Namun baru saja meninggalkan kampung tiba-tiba tentara Belanda menyerang. Serangan mendadak itu membuat lima anak buahnya gugur. Pertempuran demi pertempuran sengit melawan tentara Belanda berlangsung semakin intensif. Satu persatu anak buahnya gugur ditembak musuh. Dua anggotanya kembali gugur saat kontak tembak di dekat Kampung Nemboektep. Dalam kondisi terdesak, Agus dan pasukannya terus bergerak sampai mereka menemukan sebuah gubuk.
Namun belum lama beristirahat, serangan tentara Belanda kembali datang. Karena kekuatan yang tak sebanding, sejumlah anak buah Agus gugur dalam pertempuran.
Saat itu juga diputuskan kembali masuk hutan. Tentara Belanda yang tak mau kehilangan jejak, terus mengejar. Agus dan sisa pasukannya terkepung. Dalam baku tembak, sebuah timah panas menembus kaki kirinya.
Kepingan granat yang meledak juga menancapi punggung kanannya yang itu membuat Agus tersungkur seketika. Anak buahnya yang tersisa mencoba membopongnya pergi, namun Agus menolak.
Ia meminta pasukan yang tersisa untuk meninggalkannya.
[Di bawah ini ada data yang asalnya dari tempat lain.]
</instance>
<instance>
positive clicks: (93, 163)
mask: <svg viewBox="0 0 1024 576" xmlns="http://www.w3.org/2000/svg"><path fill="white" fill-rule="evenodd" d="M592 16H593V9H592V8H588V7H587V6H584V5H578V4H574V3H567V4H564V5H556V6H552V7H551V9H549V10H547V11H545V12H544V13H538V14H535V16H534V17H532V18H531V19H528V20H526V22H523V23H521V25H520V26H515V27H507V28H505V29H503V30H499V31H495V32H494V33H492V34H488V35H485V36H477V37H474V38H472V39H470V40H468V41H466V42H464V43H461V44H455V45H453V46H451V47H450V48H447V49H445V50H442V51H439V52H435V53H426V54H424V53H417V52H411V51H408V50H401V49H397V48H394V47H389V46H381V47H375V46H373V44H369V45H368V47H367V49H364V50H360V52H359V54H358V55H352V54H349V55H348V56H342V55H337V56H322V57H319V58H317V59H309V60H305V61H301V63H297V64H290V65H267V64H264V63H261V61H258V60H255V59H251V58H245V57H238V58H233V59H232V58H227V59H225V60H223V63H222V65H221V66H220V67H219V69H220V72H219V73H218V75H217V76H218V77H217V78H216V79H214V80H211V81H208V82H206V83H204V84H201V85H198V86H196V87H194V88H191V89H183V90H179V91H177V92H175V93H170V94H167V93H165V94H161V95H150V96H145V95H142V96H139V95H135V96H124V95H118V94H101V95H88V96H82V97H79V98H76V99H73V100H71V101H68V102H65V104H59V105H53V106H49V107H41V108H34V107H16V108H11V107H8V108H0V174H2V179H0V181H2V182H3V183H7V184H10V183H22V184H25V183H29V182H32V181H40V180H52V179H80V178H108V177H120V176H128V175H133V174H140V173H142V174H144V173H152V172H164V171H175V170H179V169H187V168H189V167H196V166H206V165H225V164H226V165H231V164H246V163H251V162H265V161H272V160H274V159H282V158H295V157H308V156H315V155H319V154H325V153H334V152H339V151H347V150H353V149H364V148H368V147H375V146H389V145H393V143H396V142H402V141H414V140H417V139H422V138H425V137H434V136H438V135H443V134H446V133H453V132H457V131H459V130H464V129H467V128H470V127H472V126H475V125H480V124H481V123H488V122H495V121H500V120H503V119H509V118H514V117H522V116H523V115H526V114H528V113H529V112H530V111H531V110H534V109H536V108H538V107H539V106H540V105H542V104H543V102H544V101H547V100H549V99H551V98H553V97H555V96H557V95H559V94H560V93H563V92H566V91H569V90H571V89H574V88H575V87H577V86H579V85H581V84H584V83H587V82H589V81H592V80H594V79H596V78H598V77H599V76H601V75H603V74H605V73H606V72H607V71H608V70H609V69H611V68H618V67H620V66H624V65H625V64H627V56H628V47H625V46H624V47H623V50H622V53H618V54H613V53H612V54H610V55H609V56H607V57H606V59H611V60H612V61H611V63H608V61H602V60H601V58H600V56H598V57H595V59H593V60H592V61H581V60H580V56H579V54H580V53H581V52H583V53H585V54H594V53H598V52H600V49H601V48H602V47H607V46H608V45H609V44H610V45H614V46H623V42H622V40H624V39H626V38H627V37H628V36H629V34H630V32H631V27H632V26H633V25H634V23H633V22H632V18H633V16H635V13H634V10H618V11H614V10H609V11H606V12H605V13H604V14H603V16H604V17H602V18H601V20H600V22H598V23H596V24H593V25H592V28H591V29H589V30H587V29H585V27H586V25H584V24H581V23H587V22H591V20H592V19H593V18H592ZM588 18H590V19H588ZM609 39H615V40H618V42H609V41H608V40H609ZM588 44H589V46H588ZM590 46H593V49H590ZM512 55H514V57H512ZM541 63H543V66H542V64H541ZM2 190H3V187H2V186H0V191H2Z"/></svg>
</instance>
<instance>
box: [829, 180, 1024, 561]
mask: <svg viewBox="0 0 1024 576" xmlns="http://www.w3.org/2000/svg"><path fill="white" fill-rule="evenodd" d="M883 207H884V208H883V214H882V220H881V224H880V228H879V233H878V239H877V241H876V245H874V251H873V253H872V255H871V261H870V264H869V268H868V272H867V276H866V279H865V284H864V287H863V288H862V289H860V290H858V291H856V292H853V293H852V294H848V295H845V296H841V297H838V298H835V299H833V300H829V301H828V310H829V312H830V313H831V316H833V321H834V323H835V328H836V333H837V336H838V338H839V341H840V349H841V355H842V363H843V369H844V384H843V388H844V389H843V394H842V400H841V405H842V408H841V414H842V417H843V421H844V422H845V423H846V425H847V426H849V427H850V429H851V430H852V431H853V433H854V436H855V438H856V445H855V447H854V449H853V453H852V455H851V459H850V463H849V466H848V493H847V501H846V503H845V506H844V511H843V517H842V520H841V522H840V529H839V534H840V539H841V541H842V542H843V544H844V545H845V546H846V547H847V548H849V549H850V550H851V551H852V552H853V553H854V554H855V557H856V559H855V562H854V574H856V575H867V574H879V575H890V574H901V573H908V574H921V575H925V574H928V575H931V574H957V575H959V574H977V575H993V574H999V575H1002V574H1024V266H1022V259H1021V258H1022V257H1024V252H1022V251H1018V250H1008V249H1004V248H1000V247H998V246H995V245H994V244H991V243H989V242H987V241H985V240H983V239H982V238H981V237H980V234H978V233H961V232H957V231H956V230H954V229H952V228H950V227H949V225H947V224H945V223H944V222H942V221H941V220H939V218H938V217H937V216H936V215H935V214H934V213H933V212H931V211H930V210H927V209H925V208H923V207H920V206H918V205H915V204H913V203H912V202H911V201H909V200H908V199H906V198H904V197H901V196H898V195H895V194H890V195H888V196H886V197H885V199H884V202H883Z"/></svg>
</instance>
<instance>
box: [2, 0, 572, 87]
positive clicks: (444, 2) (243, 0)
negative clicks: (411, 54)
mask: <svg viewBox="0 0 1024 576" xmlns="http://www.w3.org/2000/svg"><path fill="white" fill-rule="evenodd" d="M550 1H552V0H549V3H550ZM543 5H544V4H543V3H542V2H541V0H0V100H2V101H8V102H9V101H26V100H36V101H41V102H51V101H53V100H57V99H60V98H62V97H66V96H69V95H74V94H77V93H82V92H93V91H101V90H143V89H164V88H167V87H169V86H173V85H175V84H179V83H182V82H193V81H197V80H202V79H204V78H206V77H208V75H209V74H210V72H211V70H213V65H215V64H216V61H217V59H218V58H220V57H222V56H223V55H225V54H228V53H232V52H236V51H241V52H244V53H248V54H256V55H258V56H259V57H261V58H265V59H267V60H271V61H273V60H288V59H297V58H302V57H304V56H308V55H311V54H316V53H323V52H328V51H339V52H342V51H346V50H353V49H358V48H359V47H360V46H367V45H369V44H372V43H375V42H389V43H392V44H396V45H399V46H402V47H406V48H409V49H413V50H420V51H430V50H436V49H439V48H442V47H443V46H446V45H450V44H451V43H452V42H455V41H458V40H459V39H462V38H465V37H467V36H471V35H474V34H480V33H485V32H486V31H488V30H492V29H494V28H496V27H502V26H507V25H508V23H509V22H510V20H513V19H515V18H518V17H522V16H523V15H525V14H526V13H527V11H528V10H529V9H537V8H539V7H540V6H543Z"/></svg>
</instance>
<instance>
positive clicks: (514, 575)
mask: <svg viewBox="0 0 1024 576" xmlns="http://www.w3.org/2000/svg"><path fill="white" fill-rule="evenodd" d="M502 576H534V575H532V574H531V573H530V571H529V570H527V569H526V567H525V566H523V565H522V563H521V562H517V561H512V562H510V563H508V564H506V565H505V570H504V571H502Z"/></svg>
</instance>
Agus tak ingin pergerakan pasukan terhambat karena harus mengurus dirinya. Pasukan Belanda menemukan Agus dalam kondisi bersimbah darah, dan seketika menawannya.
Ia digelandang ke kamp militer. Dalam interogasi, Agus disiksa. Kakinya yang sudah terluka akibat terkena tembakan, ditusuk bayonet. Namun ia tetap bergeming, menolak membocorkan informasi posisi pasukannya.
“Lebih baik mati daripada membocorkan rahasia negara,” kenang Agus. Akibat siksaan yang dialami kaki kiri Agus hancur. Luka pada kaki itu sampai busuk dan muncul belatung.
Melihat itu tentara Belanda memutuskan mengamputasi atau memotong kaki kiri Agus yang itu membuatnya cacat selama-lamanya. Sementara upaya TNI merebut Papua dari tangan Belanda membuahkan hasil.
Belanda akhirnya mengakui kedaulatan Indonesia dan menyerahkan wilayah tersebut kepangkuan Ibu Pertiwi. Agus yang ditemukan selamat, lantas diterbangkan ke Jakarta untuk menjalani perawatan medis di RSPAD Gatot Subroto, Jakarta Pusat.
Atas jasa-jasanya kepada negara, Presiden ke 2 RI Soeharto menganugerahi Agus sebuah medali “Bintang Sakti” pada 1987. Bintang Sakti merupakan penghargaan kepada mereka yang menunjukkan keberanian dan ketabahan tekad melampaui dan melebihi panggilan kewajiban dalam pelaksanaan tugas operasi militer.